Une fois les approbations obtenues, les commandes ont été transmises via un réseau câblé dédié à l’une des antennes de 70 mètres de large du réseau Deep Space, qui a envoyé les commandes dans l’espace à la vitesse de la lumière… »

Ils ont d’abord demandé un backtrace – une opération de programmation courante qui génère une liste de tous les processus actuellement actifs (et, comme Garret l’a décrit, “ce qu’ils attendent”.)

“C’était en fait presque immédiatement évident ce qui n’allait pas parce qu’il y avait ce processus qui attendait quelque chose qui aurait déjà dû se produire…

“Le problème était qu’il y avait, en fait, une condition de course. Ce qui était censé être impossible. Malheureusement, l’un des codeurs de Garret avait appelé une fonction Lisp de niveau inférieur – qui avait créé par inadvertance “une fin de course autour des garanties de sécurité” de leur langage soigneusement personnalisé. (Garret se reproche de ne pas avoir expliqué cela plus clairement au codeur.)

L’équipe a décidé de déclencher “manuellement” l’événement, ce qui a permis au logiciel de redémarrer.

“Nous n’avons pas perdu le vaisseau spatial et nous avons atteint tous les objectifs de la mission – donc techniquement, ce fut un succès”, a déclaré Garret sur le podcast. «Mais le processus de développement a été si douloureux et semé d’embûches – et encore une fois, il y avait la politique. Donc, malgré le fait que nous ayons réussi à le faire fonctionner, le projet d’autonomie a été annulé par la suite et il n’a plus jamais volé.

Un essai de 2002 sur le site Web personnel de Garret affirme que « la disparition de Lisp au JPL est une tragédie. Le langage est particulièrement bien adapté au type de développement logiciel qui se fait souvent ici : des applications uniques et hautement dynamiques qui doivent être développées avec des budgets et des calendriers extrêmement serrés. »

Mais Lisp a été ignoré pour C ++, puis Java, avec la justification donnée comme une tentative de suivre les «meilleures pratiques». La réponse de Garret ? « Nous confondons les meilleures pratiques avec la norme entraine toi.

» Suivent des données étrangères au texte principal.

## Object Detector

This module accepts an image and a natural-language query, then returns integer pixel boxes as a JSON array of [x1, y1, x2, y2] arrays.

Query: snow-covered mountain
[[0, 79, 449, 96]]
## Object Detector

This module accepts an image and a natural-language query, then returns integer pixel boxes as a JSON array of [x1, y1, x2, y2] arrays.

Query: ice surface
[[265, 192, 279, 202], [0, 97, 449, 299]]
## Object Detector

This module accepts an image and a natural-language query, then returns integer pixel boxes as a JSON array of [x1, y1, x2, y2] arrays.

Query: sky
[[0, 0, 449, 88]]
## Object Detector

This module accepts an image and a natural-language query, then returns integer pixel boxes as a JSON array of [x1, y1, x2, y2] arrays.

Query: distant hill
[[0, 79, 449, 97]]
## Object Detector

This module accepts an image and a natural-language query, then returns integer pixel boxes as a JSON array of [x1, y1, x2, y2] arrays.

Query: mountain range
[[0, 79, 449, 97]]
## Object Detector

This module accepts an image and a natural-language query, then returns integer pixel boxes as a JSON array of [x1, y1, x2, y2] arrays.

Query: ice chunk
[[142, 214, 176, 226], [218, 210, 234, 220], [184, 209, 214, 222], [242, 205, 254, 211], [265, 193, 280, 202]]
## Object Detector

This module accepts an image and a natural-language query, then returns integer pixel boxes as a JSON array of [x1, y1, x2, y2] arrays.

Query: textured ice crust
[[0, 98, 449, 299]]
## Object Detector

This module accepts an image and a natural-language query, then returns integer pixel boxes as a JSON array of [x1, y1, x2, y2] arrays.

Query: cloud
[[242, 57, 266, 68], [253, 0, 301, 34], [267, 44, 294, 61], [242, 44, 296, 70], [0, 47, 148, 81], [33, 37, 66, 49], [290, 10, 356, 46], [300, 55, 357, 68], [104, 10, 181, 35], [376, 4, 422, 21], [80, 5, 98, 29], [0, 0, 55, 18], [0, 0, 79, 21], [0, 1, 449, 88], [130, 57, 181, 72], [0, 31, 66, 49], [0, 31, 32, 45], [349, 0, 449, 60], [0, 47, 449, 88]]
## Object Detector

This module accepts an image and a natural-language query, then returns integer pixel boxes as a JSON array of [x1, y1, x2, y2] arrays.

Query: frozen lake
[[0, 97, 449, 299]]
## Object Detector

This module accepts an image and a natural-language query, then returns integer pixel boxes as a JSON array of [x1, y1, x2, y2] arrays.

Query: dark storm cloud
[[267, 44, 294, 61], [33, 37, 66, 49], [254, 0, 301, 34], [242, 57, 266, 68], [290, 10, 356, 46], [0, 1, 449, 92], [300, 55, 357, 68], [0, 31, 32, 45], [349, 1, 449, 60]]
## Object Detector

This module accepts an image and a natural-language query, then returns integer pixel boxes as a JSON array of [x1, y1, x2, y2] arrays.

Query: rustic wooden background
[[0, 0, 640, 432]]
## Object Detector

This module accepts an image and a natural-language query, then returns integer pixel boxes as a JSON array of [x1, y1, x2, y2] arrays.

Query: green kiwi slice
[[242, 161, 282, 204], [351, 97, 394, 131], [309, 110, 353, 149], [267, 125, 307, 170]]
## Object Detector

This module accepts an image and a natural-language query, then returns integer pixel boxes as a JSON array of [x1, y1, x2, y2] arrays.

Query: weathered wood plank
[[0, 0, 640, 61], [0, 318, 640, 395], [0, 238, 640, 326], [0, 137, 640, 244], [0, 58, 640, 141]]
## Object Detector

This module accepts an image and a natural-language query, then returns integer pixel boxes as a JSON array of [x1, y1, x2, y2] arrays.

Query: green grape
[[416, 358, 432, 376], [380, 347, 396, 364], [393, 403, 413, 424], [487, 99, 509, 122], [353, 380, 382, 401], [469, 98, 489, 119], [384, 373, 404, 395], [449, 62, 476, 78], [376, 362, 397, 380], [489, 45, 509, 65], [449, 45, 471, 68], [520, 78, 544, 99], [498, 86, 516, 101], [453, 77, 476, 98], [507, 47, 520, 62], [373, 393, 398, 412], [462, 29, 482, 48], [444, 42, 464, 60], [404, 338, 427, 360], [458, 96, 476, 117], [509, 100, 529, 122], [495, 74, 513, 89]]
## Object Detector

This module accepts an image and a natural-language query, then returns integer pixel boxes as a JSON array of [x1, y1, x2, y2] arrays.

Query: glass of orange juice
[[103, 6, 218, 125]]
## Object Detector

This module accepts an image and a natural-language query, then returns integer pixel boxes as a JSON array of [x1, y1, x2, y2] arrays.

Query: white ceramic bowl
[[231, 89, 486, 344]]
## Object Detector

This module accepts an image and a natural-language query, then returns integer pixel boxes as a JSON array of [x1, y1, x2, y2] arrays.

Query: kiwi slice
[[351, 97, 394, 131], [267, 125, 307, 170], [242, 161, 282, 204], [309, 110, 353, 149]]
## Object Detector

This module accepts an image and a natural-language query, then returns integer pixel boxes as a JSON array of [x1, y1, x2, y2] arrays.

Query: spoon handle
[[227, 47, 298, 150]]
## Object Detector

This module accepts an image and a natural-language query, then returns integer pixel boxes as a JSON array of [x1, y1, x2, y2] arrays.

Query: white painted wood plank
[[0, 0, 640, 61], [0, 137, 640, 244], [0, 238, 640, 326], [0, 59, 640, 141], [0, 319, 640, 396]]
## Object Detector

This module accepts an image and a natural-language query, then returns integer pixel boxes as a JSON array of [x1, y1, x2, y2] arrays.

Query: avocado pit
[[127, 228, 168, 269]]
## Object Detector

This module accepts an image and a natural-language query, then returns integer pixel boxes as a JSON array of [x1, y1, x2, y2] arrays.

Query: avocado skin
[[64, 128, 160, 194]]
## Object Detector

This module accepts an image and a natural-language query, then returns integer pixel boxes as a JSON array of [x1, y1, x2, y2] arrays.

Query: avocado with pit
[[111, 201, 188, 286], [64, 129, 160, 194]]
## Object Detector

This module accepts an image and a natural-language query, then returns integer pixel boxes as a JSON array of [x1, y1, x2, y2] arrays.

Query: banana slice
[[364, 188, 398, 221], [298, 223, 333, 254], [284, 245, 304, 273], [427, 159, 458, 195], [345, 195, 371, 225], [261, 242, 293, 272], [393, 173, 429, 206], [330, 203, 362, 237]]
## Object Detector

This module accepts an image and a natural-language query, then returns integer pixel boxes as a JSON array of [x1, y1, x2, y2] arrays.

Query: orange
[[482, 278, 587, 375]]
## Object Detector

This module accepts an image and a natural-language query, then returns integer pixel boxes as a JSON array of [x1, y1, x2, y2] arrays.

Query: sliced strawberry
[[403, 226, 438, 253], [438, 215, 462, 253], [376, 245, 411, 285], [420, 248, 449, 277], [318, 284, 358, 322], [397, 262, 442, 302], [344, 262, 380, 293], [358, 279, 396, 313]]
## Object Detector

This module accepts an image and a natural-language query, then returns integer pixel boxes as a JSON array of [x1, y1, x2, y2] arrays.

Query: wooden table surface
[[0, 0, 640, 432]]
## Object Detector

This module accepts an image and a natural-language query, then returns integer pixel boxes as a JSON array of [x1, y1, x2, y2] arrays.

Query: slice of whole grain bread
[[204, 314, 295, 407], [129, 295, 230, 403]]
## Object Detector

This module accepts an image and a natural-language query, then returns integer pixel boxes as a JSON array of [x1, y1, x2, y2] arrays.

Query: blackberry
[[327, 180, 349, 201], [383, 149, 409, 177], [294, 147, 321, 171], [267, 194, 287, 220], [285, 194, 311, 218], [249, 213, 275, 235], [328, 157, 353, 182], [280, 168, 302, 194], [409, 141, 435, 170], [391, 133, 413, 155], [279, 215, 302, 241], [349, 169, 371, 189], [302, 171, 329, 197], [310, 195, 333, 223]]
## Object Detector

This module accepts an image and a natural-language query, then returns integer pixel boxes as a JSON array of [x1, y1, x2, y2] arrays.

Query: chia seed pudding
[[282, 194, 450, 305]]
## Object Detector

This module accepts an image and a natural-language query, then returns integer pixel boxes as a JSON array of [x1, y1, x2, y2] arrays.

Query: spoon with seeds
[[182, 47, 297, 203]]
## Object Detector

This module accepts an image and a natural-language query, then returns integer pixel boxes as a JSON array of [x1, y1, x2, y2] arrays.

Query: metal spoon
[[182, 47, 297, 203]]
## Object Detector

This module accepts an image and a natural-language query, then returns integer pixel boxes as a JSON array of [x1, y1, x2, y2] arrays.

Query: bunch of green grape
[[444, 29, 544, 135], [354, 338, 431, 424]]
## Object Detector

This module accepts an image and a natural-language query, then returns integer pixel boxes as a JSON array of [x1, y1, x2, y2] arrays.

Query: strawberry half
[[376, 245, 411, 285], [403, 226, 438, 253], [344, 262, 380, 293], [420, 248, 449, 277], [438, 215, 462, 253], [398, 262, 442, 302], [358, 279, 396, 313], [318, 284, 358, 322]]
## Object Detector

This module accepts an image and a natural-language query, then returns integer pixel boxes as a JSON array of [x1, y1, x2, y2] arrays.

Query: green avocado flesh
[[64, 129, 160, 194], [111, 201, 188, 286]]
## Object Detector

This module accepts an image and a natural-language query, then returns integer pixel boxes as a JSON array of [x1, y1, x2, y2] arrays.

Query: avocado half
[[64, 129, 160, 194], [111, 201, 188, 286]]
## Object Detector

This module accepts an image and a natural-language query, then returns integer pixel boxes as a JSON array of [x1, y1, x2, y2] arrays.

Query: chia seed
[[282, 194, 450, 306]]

Les deux ne sont pas les mêmes.” Et même au-delà de cela, ce qui est finalement le mieux n’est pas une norme invariable, mais devrait dépendre des particularités du projet en cours.

Mais dans une discussion sur Hacker News, un commentateur s’est identifié comme un ingénieur de la NASA qui avait été l’ingénieur logiciel de la charge utile pour une mission de 2009 explorant le pôle sud de la lune – et a déclaré qu’il avait utilisé Lisp pour écrire son propre langage personnalisé pour la commande des instruments. séquences (et pour simuler l’ordinateur). “La syntaxe et les macros simples et flexibles de Lisp ont facilité l’expression de modèles de commande et de synchronisation pour cela.”

Ils ont donc quitté Garret avec une pensée rassurante : “Je pense que Lisp est toujours utilisé dans divers coins et recoins de la NASA.”


Image caractéristique par NASA/JPL, domaine public.